He felt that if he had not rushed incontinently from the presence of that underground star-gazer Dr. Wilson, he must either have punched that respected person’s venerated head, or have laughed in his honored face. In either case he would, of course, have roused the extensive ire of that potent worthy, and have been at once exposed to a fire of supernatural influences that would have been probably unpleasant, to say the least.
The unmusical Johannes looks upon accordeons as cruel instruments of refined torture, and detests them as the vilest of all created or invented things, and he had been very careful to offend none of the magic community, lest he should, by some high-pressure power of their enchanted spells, be transformed into an accordeon, and be condemned to eternally have shrieking music pulled out of his bowels by unrelenting boys.
Having this terrible possible doom continually before his mind’s optics, he felt that it would be only the part of prudence to avoid the company of those black art professors in whose presence he could not keep all his feelings well in hand. So, no more wizards would he visit, but the witches should henceforth have his entire attention.
It is a fortunate circumstance that there are no other men than the aforesaid Doctor Wilson, in the witch business in New York, so that there would be no temptation to break this resolve, and he probably would not be troubled to keep it.
There is one breed of the modern witch that pretends to a sort of superiority in blood and manners, and those who practise this peculiar branch of the business put on certain aristocratic airs and utterly refuse to consort with those of another stamp. They disdain the title of “Astrologers,” or “Astrologists,” as most of them phrase it, and in their advertisements utterly repudiate the idea that they are “Fortune Tellers.”

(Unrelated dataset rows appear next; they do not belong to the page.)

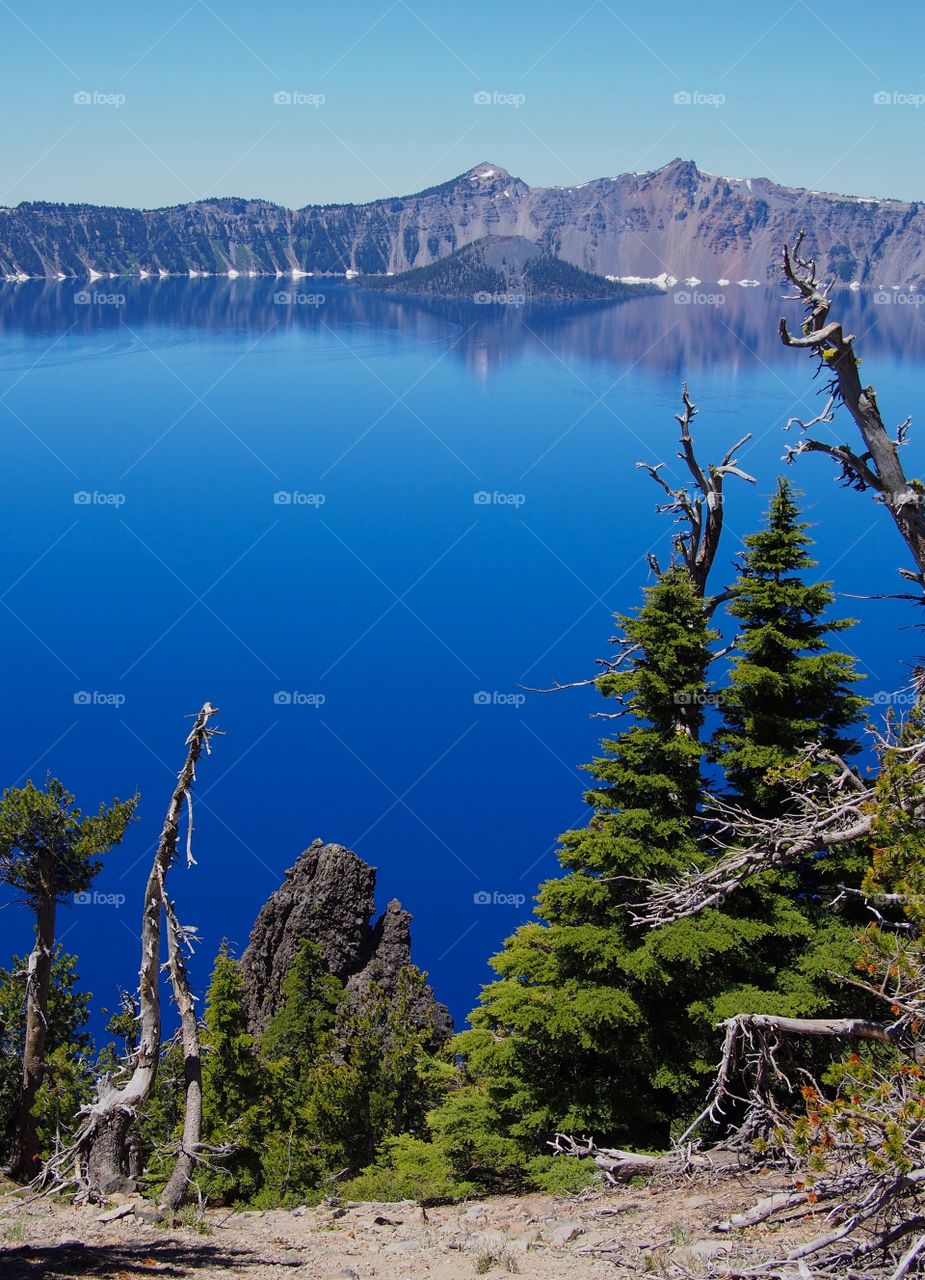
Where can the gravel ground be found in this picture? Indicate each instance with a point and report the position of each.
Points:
(630, 1232)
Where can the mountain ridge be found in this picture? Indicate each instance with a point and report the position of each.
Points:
(677, 220)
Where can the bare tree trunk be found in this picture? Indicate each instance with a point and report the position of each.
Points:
(102, 1141)
(879, 466)
(175, 1189)
(24, 1150)
(703, 508)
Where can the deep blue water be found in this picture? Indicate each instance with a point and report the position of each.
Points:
(186, 408)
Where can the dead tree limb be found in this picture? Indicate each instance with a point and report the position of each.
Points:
(700, 510)
(829, 810)
(878, 467)
(100, 1144)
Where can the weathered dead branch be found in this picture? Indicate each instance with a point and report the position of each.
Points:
(878, 467)
(700, 510)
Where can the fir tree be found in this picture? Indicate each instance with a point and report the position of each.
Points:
(67, 1083)
(581, 1024)
(233, 1088)
(47, 849)
(787, 688)
(596, 1025)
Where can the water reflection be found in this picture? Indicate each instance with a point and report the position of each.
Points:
(714, 328)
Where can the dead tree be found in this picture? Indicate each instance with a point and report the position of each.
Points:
(828, 804)
(878, 467)
(188, 1155)
(101, 1141)
(701, 510)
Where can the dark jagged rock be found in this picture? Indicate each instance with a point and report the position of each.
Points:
(328, 895)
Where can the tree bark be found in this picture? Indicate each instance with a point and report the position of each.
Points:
(175, 1189)
(879, 466)
(102, 1141)
(24, 1147)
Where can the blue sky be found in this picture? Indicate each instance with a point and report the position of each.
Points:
(182, 95)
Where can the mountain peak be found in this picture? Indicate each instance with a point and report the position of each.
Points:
(486, 172)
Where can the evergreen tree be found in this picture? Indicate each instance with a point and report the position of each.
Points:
(787, 688)
(595, 1025)
(47, 850)
(233, 1088)
(67, 1083)
(587, 1016)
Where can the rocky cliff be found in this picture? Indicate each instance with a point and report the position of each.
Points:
(503, 269)
(674, 220)
(328, 895)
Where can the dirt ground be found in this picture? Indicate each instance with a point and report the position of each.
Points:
(600, 1235)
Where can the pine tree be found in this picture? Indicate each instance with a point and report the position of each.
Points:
(47, 850)
(787, 688)
(233, 1088)
(582, 1023)
(594, 1024)
(68, 1082)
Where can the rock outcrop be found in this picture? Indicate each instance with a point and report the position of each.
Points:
(329, 896)
(676, 220)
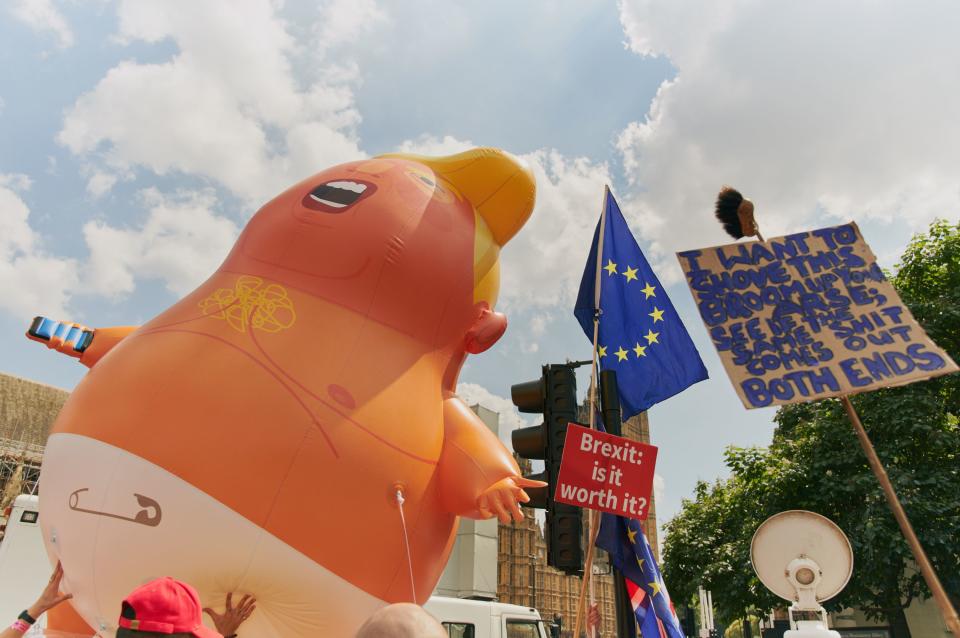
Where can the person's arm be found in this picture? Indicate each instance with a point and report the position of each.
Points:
(232, 617)
(50, 598)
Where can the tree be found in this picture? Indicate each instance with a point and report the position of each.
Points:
(815, 462)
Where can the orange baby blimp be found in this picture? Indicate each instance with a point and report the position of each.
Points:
(257, 435)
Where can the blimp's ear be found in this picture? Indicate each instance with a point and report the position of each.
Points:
(486, 330)
(500, 186)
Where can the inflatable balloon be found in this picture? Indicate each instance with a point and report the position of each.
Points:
(260, 435)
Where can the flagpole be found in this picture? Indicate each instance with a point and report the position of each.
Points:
(587, 579)
(926, 569)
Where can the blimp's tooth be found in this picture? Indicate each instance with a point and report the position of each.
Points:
(350, 186)
(326, 202)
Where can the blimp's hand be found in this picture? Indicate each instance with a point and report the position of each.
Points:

These are the “Clairvoyants,” who do business by means of certain select mummeries of their own, and who make a great deal of money in their trade. There are a great number of these in the city, so many indeed that the business is over-done, and the price of retail clairvoyance has come materially down. The same dose of this article that formerly cost five dollars, may now be had for fifty cents, and the quality is not deteriorated, but is quite as good now as it ever was.
To one of these supernatural women did the hero resolve to pay his next visit, and he selected the abode of Mrs. Hayes, of 176 Grand Street, for his initiatory consultation.
With the mysterious psychological phenomena denominated by those who profess to know them best, “clairvoyant manifestations,” Johannes had nothing to do, and was content, as every one of the uninitiated must perforce be, to accept the say-so of the spiritualistic journals that there are such phenomena and that they are unexplained and mysterious. No outside unbelievers in Spiritualism and the kindred arts may ever know anything of clairvoyant developments and demonstrations, save such one-sided varnished statements as the journals that deal in that sort of commodities choose to lay before the world. Every man must be spiritually wound up to concert pitch before he is in a condition to receive the highest revelations of the clairvoyant speculators. So that, whether the clairvoyance that is sold for money be a spurious or a superfine article few can tell. Certain it is that it is the same sort of stuff that has ever been retailed to the public under the name of clairvoyance, ever since the discovery of that remunerative humbug. It is more than likely that the twaddle of Mrs. Hayes, Mrs. Seymour, and the rest of the fortune-telling crew, would be repudiated by Andrew Jackson Davis and the rest of the spiritualistic firstchoppers, but it is none the less true that these gifted women sell their pretended knowledge of spirits and spiritual persons and things, with as much pretentiousness to unerring truth, as that veritable seer himself, and at a much lower price.
The clairvoyant department of modern witchcraft is necessarily carried on by a partnership, and one which is not identical with the legendary league with the devil. Two visible persons constitute the firm, for it takes a double team to do the work, and if the amiable gentleman just referred to makes a third in the concern, he is a silent partner who merely furnishes capital, while his name is not known in the business. The whole theory of clairvoyance as applied to fortune-telling and other branches of cheap necromancy, seems to be somewhat like this.
A strong-minded person, generally a man with a physique like a Centre-Market butcher boy, obtains by some means possession of an extra soul or two, or spirit, or whatever else that intangible thing may be called. These spirits are always second-rate articles, not good enough to be put into vigorous and strong bodies, and which have been therefore hastily cased up in an inferior kind of human frame as a sort of make-shift for men and women.